I chose to go to another oral surgeon for a second opinion; he didn't do x-rays or anything other than look at the x-rays and a CT Scan from before the cyst removal took place. This surgeon told me my only option is to remove the tooth and have an implant put it as there must be a fracture to the root of the tooth. I asked if there was any way to confirm a fracture and was told no. I then advised that prior to the removal of the maxillofacial cyst there had never been a growth on the outside and it had already had issues once with small pieces of the bone grafting being pushed out. An apicoectomy was performed on the tooth during the surgery. I then presented the idea to him that perhaps the bone graft was rejecting fully. He pretty much brushed my concern under the rug and stated my only option was removal of the tooth, another bone graft, and an implant.
I didn't trust this second opinion and thought that my only option being removal and implant was a bit extreme so I contacted my dentist, whom I trust greatly, and made an appointment to see him that afternoon. He did, in fact, have multiple pressure type tests that he performed that ruled out a fractured root. During x-rays performed, he pointed out the root canaled tooth and advised if there was a fracture, the entire surrounding area would have a black line and none was present. There would also be sensitivity in the tooth, gums, and surrounding teeth; again, none was present. He then did an x-ray higher up at an angle to see the area in which the cyst was removed. He pointed out the exact area of the bone graft, including a distinct line surrounding the bone grafting to show that it wasn't, in fact, integrating with the bone in my jaw. He has contacted the original oral surgeon to advise that there is a bone integration failure and that my jaw is rejecting the bone grafting and it needs to be removed.
I'm terrified to have this procedure done again. I'm going for a consult with my original oral surgeon on Tuesday and the woman I spoke with in the office havsadvised that she has never heard of a bone graft failing with a maxillofacial cyst. She has however had it happen with dental implants.

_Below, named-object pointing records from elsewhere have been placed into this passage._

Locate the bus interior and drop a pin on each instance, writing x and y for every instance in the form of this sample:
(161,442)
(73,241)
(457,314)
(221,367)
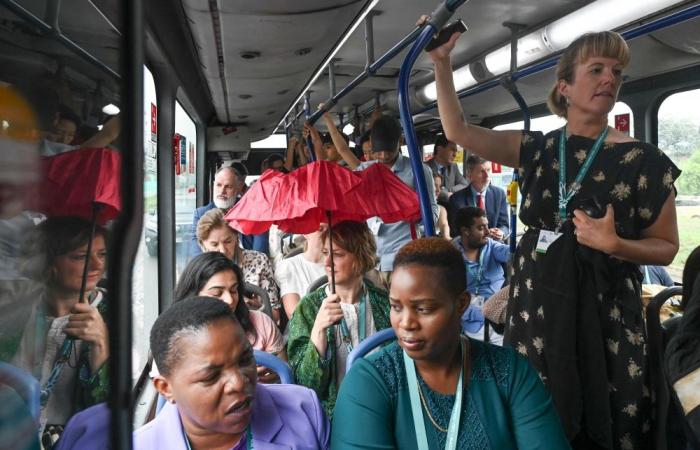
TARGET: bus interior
(181,88)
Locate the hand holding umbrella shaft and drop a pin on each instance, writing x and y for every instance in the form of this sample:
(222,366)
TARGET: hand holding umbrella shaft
(328,315)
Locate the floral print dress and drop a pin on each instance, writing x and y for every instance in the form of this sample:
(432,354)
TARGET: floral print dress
(636,179)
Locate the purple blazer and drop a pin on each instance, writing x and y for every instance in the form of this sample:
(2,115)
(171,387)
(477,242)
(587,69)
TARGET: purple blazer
(285,416)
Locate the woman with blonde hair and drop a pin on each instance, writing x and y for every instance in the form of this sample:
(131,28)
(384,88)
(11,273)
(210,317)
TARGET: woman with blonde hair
(597,204)
(326,326)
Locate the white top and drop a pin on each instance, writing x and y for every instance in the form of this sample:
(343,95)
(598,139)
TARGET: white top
(295,275)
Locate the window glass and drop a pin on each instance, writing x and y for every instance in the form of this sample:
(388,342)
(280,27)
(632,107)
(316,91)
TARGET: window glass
(52,105)
(679,138)
(185,152)
(145,272)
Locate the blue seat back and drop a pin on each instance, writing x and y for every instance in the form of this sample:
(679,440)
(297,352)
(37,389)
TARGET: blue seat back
(368,345)
(263,359)
(24,384)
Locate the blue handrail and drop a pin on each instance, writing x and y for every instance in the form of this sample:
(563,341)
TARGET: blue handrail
(409,131)
(655,25)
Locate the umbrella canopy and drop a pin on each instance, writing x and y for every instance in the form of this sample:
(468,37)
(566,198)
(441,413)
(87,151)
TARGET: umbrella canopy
(300,201)
(76,180)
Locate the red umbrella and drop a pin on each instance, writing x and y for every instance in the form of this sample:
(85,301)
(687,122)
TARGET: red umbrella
(322,191)
(77,182)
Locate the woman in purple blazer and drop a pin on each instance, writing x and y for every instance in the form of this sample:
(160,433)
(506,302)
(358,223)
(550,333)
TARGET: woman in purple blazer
(208,377)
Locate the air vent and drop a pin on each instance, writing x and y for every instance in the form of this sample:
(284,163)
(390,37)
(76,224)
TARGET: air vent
(250,54)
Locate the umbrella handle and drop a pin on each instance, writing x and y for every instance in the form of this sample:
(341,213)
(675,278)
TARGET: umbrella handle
(96,207)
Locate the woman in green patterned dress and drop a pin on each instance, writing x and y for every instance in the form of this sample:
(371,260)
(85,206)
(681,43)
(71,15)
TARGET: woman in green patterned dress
(325,327)
(597,204)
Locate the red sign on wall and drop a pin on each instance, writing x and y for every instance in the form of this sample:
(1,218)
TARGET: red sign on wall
(154,122)
(622,123)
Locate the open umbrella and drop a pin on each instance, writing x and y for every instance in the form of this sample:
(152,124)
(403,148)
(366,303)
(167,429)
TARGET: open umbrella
(322,191)
(83,183)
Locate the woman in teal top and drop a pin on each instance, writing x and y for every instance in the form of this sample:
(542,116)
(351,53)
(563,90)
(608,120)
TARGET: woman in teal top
(404,396)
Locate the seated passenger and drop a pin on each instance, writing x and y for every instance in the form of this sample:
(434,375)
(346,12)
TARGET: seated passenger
(483,259)
(35,341)
(483,194)
(325,327)
(404,396)
(212,274)
(214,235)
(294,275)
(441,226)
(208,379)
(442,164)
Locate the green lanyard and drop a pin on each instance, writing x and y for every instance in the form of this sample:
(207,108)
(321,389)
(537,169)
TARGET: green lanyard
(417,412)
(248,439)
(362,331)
(565,197)
(480,271)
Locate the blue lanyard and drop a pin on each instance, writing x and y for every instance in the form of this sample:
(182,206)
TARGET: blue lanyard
(417,412)
(362,331)
(248,439)
(564,196)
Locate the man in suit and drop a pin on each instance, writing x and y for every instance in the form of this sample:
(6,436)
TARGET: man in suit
(482,194)
(226,189)
(443,164)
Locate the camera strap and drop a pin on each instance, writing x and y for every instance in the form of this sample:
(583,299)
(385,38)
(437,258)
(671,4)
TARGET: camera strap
(564,196)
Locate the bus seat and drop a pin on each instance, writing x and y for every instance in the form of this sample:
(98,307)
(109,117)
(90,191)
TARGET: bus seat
(276,364)
(657,344)
(368,345)
(250,288)
(26,386)
(262,358)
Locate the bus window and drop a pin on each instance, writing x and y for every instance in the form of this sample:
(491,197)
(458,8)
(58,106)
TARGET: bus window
(58,136)
(679,138)
(145,271)
(185,151)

My dentist has already advised that I need to have the bone grafting removed. I asked the woman at my oral surgeon's office what they would do after the removal. If they would fill it with another type of bone grafting or if they would leave it empty and just stitch up the area and let it grow in naturally. I don't know which option is worse, chancing another bone graft rejecting and having to have the surgery a 4th time or chancing an infection without a bone graft.
I don't even know where to go from here and the office staff can't advise me what the normal procedure for something like this is as they haven't encountered it before.